Allo stesso tempo, i mercati si aspettano che la Fed aumenti il ​​tasso sui fondi di 50 punti base e inizi la sua riduzione del bilancio il mese prossimo.

Nel frattempo, gli stati dell’UE continuano a discutere dell’entità delle sanzioni a Mosca, con i dirigenti che elaborano una proposta per vietare le importazioni di petrolio, mentre il governo italiano ha accettato di sostituire gradualmente il gas naturale russo con l’approvvigionamento dall’Africa.

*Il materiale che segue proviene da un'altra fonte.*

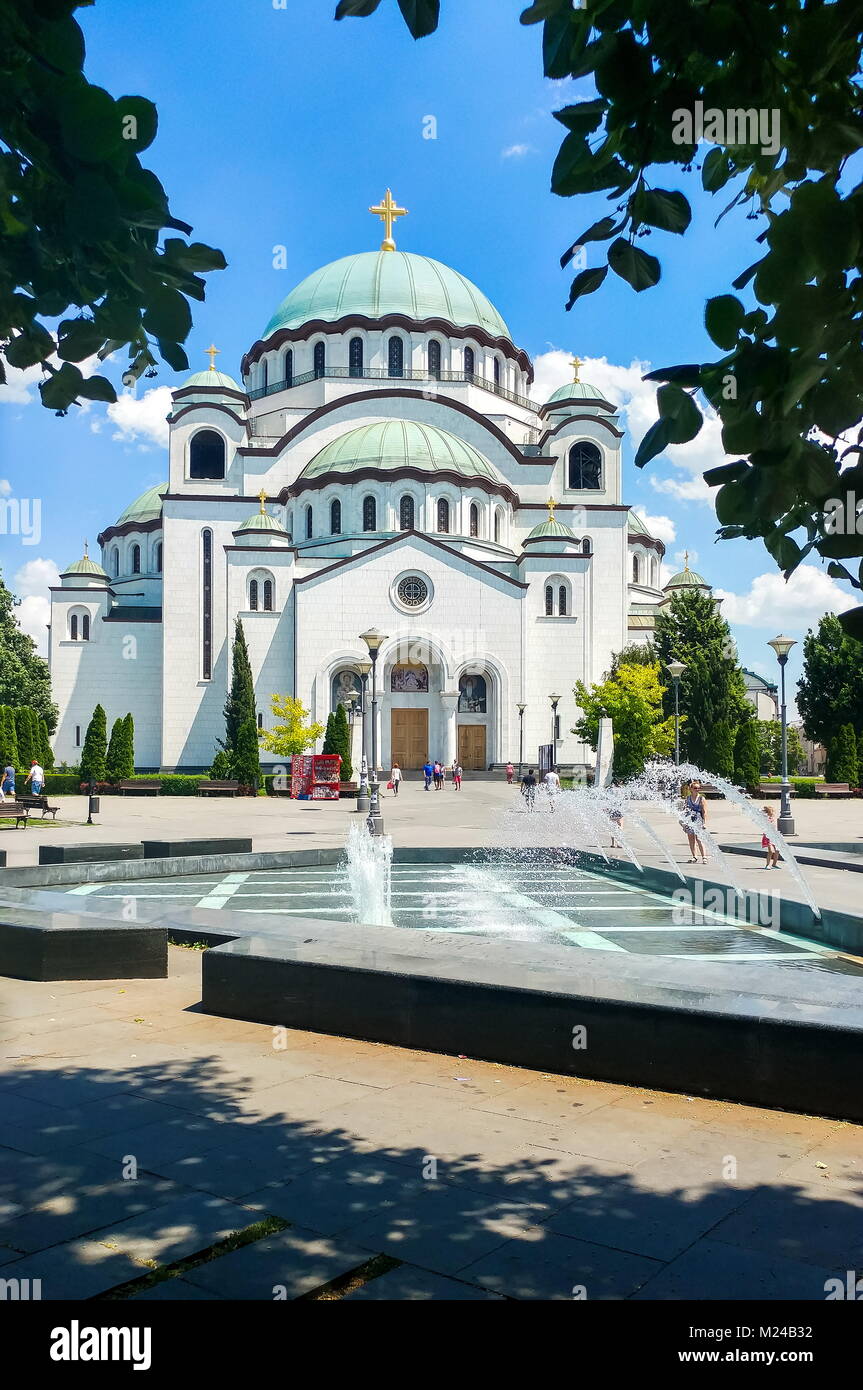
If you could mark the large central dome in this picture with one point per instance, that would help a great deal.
(375, 284)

L’aumento dei prezzi dell’energia e delle materie prime ha già spinto l’inflazione nel blocco valutario a salire a un record del 7,4%, ben al di sopra delle aspettative.

Btp a 10 anni: secondo gli esperti un investimento redditizio anche con una inflazione così alta, ti spieghiamo perché

A questo punto la domanda degli investitori è più che lecita: possono questi Buoni del Tesoro Pluriennali a 10 anni sostenere “il peso dell’inflazione” e consentire un investimento redditizio? A quanto pare sì e vi spieghiamo le ragioni in modo dettagliato.

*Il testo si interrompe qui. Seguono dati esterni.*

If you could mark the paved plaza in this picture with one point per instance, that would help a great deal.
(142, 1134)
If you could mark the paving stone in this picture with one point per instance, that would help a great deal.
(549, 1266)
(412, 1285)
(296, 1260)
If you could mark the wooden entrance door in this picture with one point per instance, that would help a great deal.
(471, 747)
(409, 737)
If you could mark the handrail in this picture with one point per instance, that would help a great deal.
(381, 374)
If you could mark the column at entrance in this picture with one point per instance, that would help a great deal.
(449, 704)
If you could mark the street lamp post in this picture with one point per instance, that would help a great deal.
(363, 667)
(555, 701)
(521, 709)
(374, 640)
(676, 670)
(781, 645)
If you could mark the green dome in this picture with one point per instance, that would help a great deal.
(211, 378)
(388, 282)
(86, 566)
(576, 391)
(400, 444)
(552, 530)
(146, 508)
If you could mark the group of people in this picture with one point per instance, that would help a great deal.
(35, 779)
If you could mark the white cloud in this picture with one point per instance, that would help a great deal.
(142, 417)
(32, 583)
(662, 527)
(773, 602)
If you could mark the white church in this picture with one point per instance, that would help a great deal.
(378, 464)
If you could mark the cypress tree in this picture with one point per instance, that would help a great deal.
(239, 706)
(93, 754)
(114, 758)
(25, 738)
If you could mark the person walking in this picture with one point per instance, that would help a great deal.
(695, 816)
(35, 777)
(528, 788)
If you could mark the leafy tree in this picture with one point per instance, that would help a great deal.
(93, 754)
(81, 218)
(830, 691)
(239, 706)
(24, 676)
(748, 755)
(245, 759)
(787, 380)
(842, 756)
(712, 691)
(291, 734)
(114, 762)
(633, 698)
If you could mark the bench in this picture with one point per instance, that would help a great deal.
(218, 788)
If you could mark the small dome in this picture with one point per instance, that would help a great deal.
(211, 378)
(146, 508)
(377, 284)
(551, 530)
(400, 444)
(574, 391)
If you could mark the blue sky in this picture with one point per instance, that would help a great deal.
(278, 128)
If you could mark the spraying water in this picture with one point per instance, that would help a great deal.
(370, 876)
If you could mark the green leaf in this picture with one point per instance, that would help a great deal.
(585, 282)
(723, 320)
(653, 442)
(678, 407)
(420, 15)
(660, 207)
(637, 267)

Tipicamente, le obbligazioni sono investimenti a tasso fisso. Se l’inflazione è in aumento (o i prezzi in aumento), il rendimento di un’obbligazione viene ridotto in termini reali, ovvero corretto a causa dell’inflazione. Ad esempio, se un’obbligazione paga un rendimento del 4% e l’inflazione è del 3%, il tasso di rendimento reale dell’obbligazione scende all’1%.
Ma allora come può questo Btp a 10 anni rappresentare un buon investimento in un momento del genere? 

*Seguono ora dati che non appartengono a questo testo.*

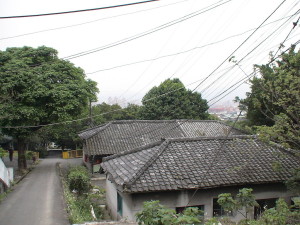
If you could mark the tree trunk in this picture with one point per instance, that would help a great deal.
(22, 164)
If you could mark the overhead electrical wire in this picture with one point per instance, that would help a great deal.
(76, 11)
(89, 22)
(216, 157)
(185, 51)
(137, 36)
(280, 46)
(240, 82)
(239, 46)
(100, 114)
(239, 61)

Attualmente, il BTp Italia con scadenza più lunga è quello che sarà rimborsato nell’ottobre 2027. Esso ci segnala che il mercato si attende un’inflazione media annua per i prossimi 5 anni e mezzo di quasi il 2,2%. Ebbene, il BTp a 10 anni sarebbe in grado di coprire tale perdita attesa del potere d’acquisto nei prossimi anni.

C’è un rovescio della medaglia, però: gran parte del rendimento netto ci sarebbe offerto alla scadenza, quando il Tesoro ci rimborserebbe a 100 il titolo oggi comprato a circa 85 centesimi. In pratica, il flusso di redditi incassato fino al 2032 risulterebbe molto inferiore all’inflazione.